SILVER SPRING, Md. — Banking documents, a baby’s birth records, a Social Security card. For some of the families displaced after last month’s deadly explosion and fire at a Silver Spring apartment complex, Thursday’s workshop at the Long Branch Community Center was the first chance to sit down with agencies from across the state and the county to get the help they need to regain their financial footing.
The event, advertised as a financial recovery workshop, was organized by the Maryland Comptroller’s office.
Joe Shapiro, with the Comptroller’s Office said the services available were being offered to the entire community.
“This tragic accident has spurred this particular workshop, but these types of resources are available to the entire community, and we want to let people know about that.”
Shapiro said reassembling financial information can be daunting for anyone.
“We offer tax assistance, if you have a tax ID number or need to get a tax ID number, we can help you with that.”
Lois Todd Hunter was volunteering to serve as a translator for the Montgomery County Office of Consumer Protection. Many of the attendees — and those affected by the fire and explosion — are Spanish speakers.

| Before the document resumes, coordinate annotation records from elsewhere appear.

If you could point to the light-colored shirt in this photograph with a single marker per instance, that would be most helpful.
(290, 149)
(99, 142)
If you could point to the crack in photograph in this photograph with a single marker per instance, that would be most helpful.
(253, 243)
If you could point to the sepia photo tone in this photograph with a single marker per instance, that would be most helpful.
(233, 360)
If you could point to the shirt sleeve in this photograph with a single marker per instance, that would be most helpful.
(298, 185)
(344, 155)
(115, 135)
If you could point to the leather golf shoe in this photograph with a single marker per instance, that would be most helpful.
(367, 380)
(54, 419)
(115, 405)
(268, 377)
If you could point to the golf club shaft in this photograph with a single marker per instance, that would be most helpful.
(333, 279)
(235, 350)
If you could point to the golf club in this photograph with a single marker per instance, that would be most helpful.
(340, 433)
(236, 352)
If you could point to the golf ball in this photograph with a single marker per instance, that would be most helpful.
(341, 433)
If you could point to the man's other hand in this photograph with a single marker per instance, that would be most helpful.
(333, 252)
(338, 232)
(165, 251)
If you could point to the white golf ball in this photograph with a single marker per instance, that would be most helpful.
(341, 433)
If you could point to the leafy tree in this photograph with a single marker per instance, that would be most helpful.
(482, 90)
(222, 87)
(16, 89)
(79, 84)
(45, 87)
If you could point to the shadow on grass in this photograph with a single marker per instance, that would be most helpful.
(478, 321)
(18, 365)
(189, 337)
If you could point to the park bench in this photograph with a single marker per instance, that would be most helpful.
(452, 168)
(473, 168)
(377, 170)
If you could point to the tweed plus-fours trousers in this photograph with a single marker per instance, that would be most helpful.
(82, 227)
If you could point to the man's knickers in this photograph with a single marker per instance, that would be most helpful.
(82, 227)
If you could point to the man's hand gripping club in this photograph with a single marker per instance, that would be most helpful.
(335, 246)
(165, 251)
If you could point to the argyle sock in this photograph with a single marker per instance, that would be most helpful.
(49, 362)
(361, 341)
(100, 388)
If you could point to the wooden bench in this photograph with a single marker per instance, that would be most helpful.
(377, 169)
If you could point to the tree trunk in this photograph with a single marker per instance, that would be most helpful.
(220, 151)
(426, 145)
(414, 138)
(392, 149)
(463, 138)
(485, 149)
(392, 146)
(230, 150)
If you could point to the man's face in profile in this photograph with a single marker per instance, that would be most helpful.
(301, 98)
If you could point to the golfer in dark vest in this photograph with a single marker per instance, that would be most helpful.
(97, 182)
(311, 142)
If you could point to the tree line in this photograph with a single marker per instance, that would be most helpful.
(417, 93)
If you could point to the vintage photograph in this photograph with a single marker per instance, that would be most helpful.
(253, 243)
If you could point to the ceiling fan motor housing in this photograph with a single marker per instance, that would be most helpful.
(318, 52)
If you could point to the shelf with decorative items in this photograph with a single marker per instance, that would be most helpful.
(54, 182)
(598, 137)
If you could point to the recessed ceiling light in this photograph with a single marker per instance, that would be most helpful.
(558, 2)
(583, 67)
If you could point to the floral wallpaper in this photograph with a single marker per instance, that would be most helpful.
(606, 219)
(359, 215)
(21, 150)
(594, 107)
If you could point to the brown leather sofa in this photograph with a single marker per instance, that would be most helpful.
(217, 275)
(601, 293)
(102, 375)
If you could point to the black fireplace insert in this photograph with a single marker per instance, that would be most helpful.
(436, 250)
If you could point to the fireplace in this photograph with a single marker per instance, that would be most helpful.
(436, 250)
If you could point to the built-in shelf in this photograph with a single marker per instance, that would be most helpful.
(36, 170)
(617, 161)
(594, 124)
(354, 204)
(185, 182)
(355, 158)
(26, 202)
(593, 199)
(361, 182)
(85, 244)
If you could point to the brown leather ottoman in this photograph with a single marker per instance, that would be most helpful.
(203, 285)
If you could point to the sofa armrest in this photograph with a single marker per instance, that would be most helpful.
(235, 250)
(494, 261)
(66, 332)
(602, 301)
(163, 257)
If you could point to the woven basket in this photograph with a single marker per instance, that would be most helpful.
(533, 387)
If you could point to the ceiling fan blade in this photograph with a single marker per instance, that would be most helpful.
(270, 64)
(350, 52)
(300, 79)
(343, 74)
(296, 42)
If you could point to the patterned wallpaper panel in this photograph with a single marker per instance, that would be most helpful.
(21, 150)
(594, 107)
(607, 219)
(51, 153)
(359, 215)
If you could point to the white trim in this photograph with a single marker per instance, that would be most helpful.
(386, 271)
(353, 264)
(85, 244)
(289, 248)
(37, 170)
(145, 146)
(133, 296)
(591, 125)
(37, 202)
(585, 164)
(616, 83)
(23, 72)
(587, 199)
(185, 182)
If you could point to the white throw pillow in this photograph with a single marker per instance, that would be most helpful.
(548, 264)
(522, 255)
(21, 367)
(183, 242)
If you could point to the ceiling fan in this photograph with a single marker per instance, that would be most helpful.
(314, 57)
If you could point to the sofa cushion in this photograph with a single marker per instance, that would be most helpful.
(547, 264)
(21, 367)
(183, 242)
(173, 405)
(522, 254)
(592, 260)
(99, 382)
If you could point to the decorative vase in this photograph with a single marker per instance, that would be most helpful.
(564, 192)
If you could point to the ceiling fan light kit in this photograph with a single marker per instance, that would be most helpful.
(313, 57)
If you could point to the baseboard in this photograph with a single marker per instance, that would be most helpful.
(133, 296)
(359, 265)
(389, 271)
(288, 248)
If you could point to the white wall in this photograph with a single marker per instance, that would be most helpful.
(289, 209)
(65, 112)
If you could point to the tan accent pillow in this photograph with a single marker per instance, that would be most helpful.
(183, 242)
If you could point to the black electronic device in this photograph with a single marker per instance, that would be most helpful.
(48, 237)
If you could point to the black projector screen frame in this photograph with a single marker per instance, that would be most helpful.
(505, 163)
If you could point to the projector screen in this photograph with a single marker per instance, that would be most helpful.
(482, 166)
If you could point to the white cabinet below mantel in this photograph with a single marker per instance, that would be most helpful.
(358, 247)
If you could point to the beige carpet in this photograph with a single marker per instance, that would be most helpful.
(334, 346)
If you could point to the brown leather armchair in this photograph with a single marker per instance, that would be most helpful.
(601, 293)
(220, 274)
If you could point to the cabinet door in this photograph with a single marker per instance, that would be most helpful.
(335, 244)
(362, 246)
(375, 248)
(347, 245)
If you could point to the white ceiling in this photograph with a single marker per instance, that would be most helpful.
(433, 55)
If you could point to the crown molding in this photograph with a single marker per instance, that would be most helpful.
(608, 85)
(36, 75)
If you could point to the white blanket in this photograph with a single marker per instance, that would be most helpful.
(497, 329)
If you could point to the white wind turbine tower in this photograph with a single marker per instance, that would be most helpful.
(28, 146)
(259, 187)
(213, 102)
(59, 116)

“What people are mostly concerned about are lost documents. They’re really anxious about driver’s licenses, high school diplomas and their green cards,” she said.
Hunter said it was gratifying to be able to pitch in and help.
“In my experience not everybody trusts that government is on their side, and this is an opportunity for clients to understand that all these organizations are on their side,” she said.
One woman, who identified herself simply as Irma, explained she and her family were burned out of their apartment. She said that the financial help was welcome, but one service she’s particularly interested in is trauma counseling.
Her apartment was gutted by the explosion and fire that killed seven people at the apartment complex in the middle of the night. Irma, who has a 4-year-old daughter said her daughter still has many sleepless nights, and when they enter almost any building, her daughter frequently asks her, “Mami, will this place explode? Are we safe here?”
Among the agencies offering assistance toward financial recovery is the Maryland CASH Campaign, a nonprofit that focuses on personal financial education. Sue Rogan, director of Financial Education for the program, said anyone can get free assistance, including the chance to work one-on-one with a financial coach with an online tool.
The Office of Consumer Protection also offered scam alerts. Director of the office Eric Friedman explains that scammers often pop up in areas after a disaster, eager to take advantage of people who may be uncertain of their rights.